Magisterka z pasieki
Pani Iwona przed ślubem o pszczołach nie wiedziała zbyt wiele. Jednak, gdy okazało się, że mąż ma blisko 80 rodzin pszczelich i to jego wielka pasja – trzeba było pomóc.
- Jak było miodobranie, to pomagałam, ale bardziej w pracowni przy wirowaniu, nalewaniu miodu – opowiada pani Iwona. – Nawet był taki czas, że namawiałam męża, aby zmniejszył liczbę rodzin, bo pracy dużo przy nich i nic więcej. I mąż, i teściowa te miody po prostu rozdawali. A ja chciałam, by to było bardziej uporządkowane.
Pszczołami pani Iwona zajęła się najpierw od strony biznesowej. Studiując marketing i zarządzanie na Politechnice Białostockiej napisała pracę magisterską pn.: „Produkcja pszczelarska w Polsce. Analiza opłacalności".
- Wzięło się to stąd, że miałam małe dzieci i niezbyt dużo czasu na podróże do bibliotek. A w domu było mnóstwo książek o pszczołach, pszczelarstwie, pasiekach. Skorzystałam z nich i tak powstała praca, a dzięki temu już wiedziałam, jak do tej rodzinnej pasji podejść. Bo u nas były tylko pasieki stacjonarne, a ja chciałam jeszcze to rozszerzyć o wędrowną.
Potem zaczęła wraz z mężem jeździć bezpośrednio do pracy przy ulach.
- I jak już pracowałam bezpośrednio z pszczołami, zaczęłam się w nich zakochiwać - przyznaje Iwona Siniło.
Z zapachem pszczelego wosku
Dziś prowadzą z mężem dwa oddzielne gospodarstwa pszczelarskie, pani Iwona ma ponad 70 pszczelich rodzin. Ule są usytuowane w dwóch pasiekach stacjonarnych w Wierzchlesiu i Sokółce, jest też część wędrowna - zgodnie z zamiarami pani Iwony.
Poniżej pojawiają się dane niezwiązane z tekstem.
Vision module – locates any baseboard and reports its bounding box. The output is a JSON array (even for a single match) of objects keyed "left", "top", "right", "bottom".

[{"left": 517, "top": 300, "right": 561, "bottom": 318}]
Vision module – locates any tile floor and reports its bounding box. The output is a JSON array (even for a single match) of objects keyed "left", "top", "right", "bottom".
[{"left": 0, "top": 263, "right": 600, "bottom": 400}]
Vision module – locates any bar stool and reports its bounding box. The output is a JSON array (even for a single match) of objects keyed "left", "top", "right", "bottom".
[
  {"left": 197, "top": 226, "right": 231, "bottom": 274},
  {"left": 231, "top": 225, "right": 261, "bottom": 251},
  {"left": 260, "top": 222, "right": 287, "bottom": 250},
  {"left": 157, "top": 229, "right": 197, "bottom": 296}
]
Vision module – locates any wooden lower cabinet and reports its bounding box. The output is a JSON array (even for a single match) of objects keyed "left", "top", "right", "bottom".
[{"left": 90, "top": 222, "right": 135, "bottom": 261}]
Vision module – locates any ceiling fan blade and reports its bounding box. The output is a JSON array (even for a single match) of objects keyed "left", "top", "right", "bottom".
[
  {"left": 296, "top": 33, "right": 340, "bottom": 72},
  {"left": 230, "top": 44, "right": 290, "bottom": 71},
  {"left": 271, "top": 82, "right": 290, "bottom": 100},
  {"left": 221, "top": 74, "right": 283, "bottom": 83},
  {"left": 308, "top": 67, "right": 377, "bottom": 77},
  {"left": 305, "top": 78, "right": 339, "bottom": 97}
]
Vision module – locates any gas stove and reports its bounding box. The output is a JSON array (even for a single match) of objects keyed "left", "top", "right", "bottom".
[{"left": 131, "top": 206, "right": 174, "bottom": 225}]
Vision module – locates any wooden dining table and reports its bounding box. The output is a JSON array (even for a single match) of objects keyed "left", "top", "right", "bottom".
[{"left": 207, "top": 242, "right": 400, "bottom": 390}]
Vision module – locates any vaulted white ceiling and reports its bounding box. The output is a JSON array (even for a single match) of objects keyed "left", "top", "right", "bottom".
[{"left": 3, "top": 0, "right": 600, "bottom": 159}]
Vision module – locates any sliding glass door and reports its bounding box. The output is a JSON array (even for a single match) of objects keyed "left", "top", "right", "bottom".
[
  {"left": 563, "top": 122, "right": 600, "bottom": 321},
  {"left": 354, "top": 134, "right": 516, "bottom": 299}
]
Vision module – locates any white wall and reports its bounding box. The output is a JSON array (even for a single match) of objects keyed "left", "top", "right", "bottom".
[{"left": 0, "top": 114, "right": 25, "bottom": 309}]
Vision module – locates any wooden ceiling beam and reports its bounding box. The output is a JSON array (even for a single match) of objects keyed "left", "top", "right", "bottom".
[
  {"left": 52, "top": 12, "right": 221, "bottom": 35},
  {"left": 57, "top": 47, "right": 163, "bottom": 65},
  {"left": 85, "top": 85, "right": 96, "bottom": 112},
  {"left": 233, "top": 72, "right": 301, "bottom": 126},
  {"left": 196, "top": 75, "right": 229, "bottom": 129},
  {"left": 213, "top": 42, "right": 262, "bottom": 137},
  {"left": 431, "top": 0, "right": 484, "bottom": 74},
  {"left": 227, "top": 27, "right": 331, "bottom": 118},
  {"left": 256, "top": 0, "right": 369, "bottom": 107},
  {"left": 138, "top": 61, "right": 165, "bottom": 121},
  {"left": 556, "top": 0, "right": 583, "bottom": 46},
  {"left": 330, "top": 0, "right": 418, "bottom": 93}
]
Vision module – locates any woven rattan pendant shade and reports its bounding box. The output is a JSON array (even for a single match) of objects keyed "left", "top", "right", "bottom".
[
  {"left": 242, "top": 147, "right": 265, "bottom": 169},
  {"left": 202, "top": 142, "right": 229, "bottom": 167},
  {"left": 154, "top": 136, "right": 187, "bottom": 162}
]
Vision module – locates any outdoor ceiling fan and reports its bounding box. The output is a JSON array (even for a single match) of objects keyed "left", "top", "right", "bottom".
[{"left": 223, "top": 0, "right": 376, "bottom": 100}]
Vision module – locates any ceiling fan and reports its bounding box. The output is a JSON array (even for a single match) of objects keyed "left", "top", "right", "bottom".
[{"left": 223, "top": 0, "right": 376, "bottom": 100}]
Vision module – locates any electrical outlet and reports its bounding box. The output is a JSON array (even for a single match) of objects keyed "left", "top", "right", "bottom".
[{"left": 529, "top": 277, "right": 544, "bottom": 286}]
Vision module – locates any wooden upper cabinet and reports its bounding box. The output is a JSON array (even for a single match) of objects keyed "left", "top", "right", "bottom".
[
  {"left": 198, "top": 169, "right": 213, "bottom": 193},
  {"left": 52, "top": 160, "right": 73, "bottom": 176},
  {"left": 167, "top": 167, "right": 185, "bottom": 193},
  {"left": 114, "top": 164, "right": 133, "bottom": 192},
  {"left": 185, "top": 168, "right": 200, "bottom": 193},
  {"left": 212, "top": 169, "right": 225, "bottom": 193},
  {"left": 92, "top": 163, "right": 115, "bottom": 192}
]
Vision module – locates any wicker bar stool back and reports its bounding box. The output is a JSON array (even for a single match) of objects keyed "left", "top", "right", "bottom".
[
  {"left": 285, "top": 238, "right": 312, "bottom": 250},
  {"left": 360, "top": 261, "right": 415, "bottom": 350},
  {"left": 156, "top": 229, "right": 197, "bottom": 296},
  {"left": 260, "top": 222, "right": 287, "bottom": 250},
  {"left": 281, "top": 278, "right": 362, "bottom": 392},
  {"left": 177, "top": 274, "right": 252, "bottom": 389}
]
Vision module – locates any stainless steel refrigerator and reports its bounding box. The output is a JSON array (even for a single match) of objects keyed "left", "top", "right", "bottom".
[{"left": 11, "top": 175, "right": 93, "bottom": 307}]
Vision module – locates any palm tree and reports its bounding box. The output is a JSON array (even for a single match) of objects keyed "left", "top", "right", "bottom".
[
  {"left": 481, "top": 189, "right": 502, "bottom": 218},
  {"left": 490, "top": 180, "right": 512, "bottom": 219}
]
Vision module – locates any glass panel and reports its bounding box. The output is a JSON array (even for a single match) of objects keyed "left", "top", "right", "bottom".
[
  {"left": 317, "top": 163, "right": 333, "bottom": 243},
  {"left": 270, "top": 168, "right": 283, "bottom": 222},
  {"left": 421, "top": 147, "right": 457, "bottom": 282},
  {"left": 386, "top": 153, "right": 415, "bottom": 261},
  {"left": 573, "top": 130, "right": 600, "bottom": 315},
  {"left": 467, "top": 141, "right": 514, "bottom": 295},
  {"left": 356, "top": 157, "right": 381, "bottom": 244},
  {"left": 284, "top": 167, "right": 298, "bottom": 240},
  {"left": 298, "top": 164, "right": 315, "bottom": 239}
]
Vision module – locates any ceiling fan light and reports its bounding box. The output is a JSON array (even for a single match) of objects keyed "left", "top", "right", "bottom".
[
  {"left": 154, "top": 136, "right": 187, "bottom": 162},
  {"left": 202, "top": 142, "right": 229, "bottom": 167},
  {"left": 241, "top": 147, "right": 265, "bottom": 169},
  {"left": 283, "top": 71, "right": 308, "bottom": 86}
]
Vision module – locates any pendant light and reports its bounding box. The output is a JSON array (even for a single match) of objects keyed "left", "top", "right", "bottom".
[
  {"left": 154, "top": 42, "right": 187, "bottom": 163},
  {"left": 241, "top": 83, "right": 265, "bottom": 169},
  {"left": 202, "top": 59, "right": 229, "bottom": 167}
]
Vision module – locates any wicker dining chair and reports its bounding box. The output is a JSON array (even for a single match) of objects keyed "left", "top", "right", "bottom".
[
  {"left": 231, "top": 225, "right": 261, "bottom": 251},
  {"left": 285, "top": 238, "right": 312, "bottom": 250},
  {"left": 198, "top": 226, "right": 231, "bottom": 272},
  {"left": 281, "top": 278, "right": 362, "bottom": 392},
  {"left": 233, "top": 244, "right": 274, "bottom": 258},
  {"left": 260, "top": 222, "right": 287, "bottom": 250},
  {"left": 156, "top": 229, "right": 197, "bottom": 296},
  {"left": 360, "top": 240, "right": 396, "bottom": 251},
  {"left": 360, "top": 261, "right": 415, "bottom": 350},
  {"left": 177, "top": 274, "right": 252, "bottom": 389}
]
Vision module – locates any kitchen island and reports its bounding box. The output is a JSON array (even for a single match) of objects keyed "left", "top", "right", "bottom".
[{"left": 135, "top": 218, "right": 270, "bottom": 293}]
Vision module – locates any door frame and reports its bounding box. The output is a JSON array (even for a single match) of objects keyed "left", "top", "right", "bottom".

- Jeżdżę z pszczołami do Pierożek w gm. Szudziałowo, jest tam 100-letni sad i pola uprawne – wyjaśnia Iwona Siniło. - Zbierają mi tam wielokwiat, wczesny, jaśniutki a potem rzepak.
Z kolei w pasiekach stacjonarnych pszczoły wyruszają na łąki, ogródki działkowe po wielokwiat a także po nektar lipowy - to w Sokółce. W Wierzchlesiu mają pożytek leśny, malinę i grykę.
Pani Iwona produkuje też ziołomiody. To specyficzny produkt, w którym łączą się właściwości miodu i ziół.
- Zbieram zioła ze swojego ogrodu, robię z nich intensywny napar, dodaje cukier i miód i podaje pszczołom do ula, a one przerabiają to na ziołomiód – wyjaśnia pani Iwona. – Tak powstaje mój ziołomiód lawendowy, pokrzywowy, malinowy, tymiankowy.
W ramach Rolniczego Handlu Detalicznego pani Iwona produkuje też rozmaite gadżety z wosku pszczelego, przede wszystkim pachnące tabliczki woskowe i świece.
- Staram się, by rozmaite dodatki do świec nie przyćmiły zapachu wosku, bo on ma ten specyficzny aromat. Ma też świetne właściwości oczyszczające powietrze – zachęca pani Iwona. - No, i w porównaniu z kupnymi, zwykłymi świecami typu tea light, to moje palą się o wiele dłużej. Tamte ok. 30 minut, moje z wosku – 3 godziny.
tekst: Urszula Arter, Podlaskie Centrum Produktu Lokalnego
fot. arch. producenta
Barć Podlaska – RHD Iwona Siniło
Malmeda 32, 16-100 Sokółka
tel.: 512 262 883, e-mail: iwusia27@wp.pl
Strona w baize: Barć Podlaska
Najnowsze relacje
- . Rolnictwo i Środowisko Fundusz sołecki – konkurs na najlepszą inicjatywę
- . Rolnictwo i Środowisko Nasz sołtys jest NAJLEPSZY – konkurs wojewódzki
- . Rolnictwo i Środowisko Niemal 1,3 mln zł w ramach Programu Odnowy Wsi Województwa Podlaskiego – Kreatywna wieś!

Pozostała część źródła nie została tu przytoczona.